Key Concepts

Projects

A project groups together the data, prompts and models that are all achieving the same task to be done using the large language model.

For example, if you have a task of ‘generate google ad copy’, that should be a project. If you have a summarization that works on top of tweets, that should be a project. You should have many separate projects for each of your tasks on top of the LLM.

Screenshot from Peppertype AI Copywriting assistant, each of these ‘apps’ corresponds to a project within Humanloop for managing the best way to get generations from large language models.

Screenshot from Peppertype AI Copywriting assistant, each of these ‘apps’ corresponds to a project within Humanloop for managing the best way to get generations from large language models.

Models

The Humanloop platform gives you the ability to use and improve large language models like GPT‑3. There are many different models from multiple providers. The models may be different sizes, may have been trained differently, and are likely to perform differently. Humanloop gives you the ability to find the best model for your situation and optimise performance and cost.

Model Provider is where the model is from. For example, ‘OpenAI’, or ‘AI21’ etc.

Model refers to the actual AI model that should be used. Such as text-davinci-002 (large, relatively expensive, highly capable model trained to follow instructions) babbage (smaller, cheaper, faster but worse at creative tasks), or gpt-j (an open source model – coming soon!).
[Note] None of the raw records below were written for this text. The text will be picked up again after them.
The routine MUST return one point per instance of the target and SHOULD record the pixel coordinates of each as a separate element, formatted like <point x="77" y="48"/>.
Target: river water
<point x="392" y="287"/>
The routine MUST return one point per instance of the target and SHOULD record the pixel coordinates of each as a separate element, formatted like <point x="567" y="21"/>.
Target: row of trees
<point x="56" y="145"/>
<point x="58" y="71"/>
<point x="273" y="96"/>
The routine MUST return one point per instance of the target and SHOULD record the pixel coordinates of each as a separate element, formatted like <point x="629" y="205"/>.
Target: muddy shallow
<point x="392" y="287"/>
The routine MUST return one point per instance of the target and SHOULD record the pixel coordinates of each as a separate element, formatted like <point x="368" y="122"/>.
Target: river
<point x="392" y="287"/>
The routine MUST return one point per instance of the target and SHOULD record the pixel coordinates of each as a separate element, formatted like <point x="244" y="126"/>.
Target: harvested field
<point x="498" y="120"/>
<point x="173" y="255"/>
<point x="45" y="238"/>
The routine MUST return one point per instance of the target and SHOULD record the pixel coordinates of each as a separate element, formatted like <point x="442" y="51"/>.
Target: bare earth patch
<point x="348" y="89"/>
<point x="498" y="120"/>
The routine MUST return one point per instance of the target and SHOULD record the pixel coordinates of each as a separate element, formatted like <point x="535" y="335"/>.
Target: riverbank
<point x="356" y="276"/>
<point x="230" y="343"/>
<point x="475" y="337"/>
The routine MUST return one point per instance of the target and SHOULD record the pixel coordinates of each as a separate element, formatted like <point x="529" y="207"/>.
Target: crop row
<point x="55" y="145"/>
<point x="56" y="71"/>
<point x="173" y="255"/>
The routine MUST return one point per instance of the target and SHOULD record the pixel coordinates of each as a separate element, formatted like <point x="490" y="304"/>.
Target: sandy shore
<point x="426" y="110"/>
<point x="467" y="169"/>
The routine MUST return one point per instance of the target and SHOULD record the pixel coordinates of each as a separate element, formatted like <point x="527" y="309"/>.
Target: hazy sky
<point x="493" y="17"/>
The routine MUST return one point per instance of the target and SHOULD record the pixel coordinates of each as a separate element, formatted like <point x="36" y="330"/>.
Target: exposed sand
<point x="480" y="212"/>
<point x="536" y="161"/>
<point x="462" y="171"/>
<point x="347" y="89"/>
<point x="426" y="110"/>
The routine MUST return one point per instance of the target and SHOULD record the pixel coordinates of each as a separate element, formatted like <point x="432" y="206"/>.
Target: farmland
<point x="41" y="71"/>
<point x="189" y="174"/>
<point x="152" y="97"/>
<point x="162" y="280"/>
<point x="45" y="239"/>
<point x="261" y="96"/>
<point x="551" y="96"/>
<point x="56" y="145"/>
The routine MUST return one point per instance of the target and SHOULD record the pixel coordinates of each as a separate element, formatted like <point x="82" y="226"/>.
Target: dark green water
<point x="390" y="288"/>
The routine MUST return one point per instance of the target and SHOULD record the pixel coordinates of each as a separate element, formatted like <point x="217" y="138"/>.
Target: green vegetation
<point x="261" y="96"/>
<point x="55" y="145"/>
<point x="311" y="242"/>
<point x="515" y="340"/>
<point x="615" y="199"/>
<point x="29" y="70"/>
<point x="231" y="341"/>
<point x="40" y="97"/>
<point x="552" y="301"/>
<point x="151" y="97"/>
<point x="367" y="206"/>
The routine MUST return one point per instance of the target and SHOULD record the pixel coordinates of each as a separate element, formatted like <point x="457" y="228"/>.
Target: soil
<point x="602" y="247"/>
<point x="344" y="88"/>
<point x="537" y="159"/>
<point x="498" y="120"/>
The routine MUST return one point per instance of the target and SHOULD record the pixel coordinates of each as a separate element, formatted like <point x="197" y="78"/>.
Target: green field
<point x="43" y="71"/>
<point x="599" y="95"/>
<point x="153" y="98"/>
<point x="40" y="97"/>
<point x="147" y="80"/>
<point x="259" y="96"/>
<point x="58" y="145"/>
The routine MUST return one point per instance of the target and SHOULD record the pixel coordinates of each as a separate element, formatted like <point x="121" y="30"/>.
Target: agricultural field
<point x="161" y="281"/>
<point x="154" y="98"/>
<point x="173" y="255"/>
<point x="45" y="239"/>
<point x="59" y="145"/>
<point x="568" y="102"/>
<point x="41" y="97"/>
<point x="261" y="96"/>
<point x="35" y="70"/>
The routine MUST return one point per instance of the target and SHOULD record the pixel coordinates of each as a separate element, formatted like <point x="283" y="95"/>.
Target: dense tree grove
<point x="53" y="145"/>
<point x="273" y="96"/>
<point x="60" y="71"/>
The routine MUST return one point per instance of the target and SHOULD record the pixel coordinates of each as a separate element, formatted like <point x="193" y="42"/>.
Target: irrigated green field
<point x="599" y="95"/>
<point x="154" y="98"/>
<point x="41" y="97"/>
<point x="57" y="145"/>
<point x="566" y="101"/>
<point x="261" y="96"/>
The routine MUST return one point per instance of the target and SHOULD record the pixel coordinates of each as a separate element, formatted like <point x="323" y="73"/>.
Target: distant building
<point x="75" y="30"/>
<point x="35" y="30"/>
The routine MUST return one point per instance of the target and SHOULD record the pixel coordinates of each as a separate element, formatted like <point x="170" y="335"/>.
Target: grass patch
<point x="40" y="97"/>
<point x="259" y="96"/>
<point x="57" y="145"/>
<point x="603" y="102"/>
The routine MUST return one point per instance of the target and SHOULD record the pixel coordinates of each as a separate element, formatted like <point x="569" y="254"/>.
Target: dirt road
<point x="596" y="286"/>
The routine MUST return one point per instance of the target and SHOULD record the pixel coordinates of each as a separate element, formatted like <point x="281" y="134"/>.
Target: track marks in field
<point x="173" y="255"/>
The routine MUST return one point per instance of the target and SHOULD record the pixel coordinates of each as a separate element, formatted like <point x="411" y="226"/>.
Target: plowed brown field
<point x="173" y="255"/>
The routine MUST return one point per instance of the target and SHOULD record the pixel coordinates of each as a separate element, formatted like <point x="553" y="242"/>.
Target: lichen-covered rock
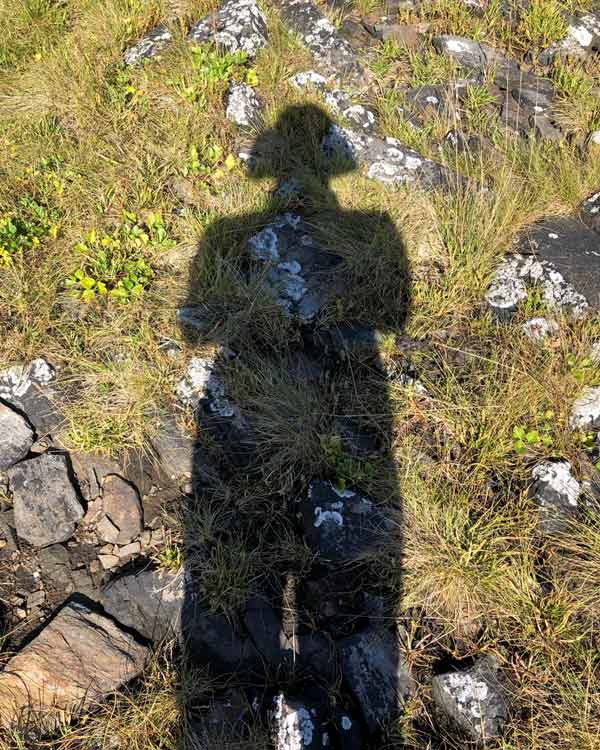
<point x="556" y="491"/>
<point x="300" y="274"/>
<point x="46" y="505"/>
<point x="341" y="525"/>
<point x="583" y="36"/>
<point x="517" y="272"/>
<point x="472" y="700"/>
<point x="16" y="437"/>
<point x="387" y="160"/>
<point x="331" y="52"/>
<point x="151" y="45"/>
<point x="244" y="108"/>
<point x="376" y="672"/>
<point x="585" y="412"/>
<point x="78" y="659"/>
<point x="239" y="25"/>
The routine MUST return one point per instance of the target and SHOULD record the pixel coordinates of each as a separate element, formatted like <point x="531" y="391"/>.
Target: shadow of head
<point x="293" y="147"/>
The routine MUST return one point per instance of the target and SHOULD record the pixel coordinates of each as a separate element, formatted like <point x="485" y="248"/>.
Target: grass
<point x="90" y="157"/>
Finetuned model - finetuning takes one of the existing models and specialises it for a specific task by further training it with some task-specific data.

Finetuning lets you get more out of the models by providing:

  1. Higher quality results than prompt design
  2. Ability to train on more examples than can fit in a prompt
  3. Token savings due to shorter prompts
  4. Lower latency requests

Model config

This is the prompt template, the model (e.g. text-davinci-002) and the various parameters such as temperature that define how the model will generate text.

A new model config is generated for each unique set of parameters used within that project. This is so you can compare different model configs to see which perform better, for things like the prompt, or settings like temperature, or stop sequences.

Prompt templates

This is the prompt that is fed to the model, which also allows the use of variables. This allows you track how the same prompt is being used with different input values.

The variables are surrounded by {{ and }} like this:

The input name is ‘topic’ and the value will be inserted into the prompt at runtime.

The input name is ‘topic’ and the value will be inserted into the prompt at runtime.

Datapoint

This is a generation from the model. It contains the inputs and the output and tracks which model config was used.

In the above example, the prompt template has one input called ‘topic’ and the output will be the completion. Each time this model is called it will create a datapoint with the actual values.

An example datapoint for the limerick example prompt template above.

An example datapoint for the limerick example prompt template above.

Feedback

Human feedback is crucial to help understand how your models are performing and to direct you in the ways to improve them.

Explicit feedback these are purposeful actions to review the generations. For example, ‘thumbs up/down’ button presses.

Implicit feedback – actions taken by your users may signal whether the generation was good or bad, for example, whether the user ‘copied’ the generation, ‘saved it’ or ‘dismissed it’ (which is negative feedback).

You can also have corrections as a feedback too.

Experiment

Experiments help remove the guesswork from working with large language models. Experiments allow you to set up A/B test between multiple different model configs. This enables you to try out alternative prompts or models and use the feedback from your users to determine which works better.

Semantic search

Semantic search is an effective way to retrieve the most relevant information for a query from a large dataset of documents. The documents are typically split into small chunks of text that are stored as vector embeddings which are numerical representations for the meaning of text. Retrieval is carried out by first embedding the query and then using some measure of vector similarity to find the most similar embeddings from the dataset and return the associated chunks of text.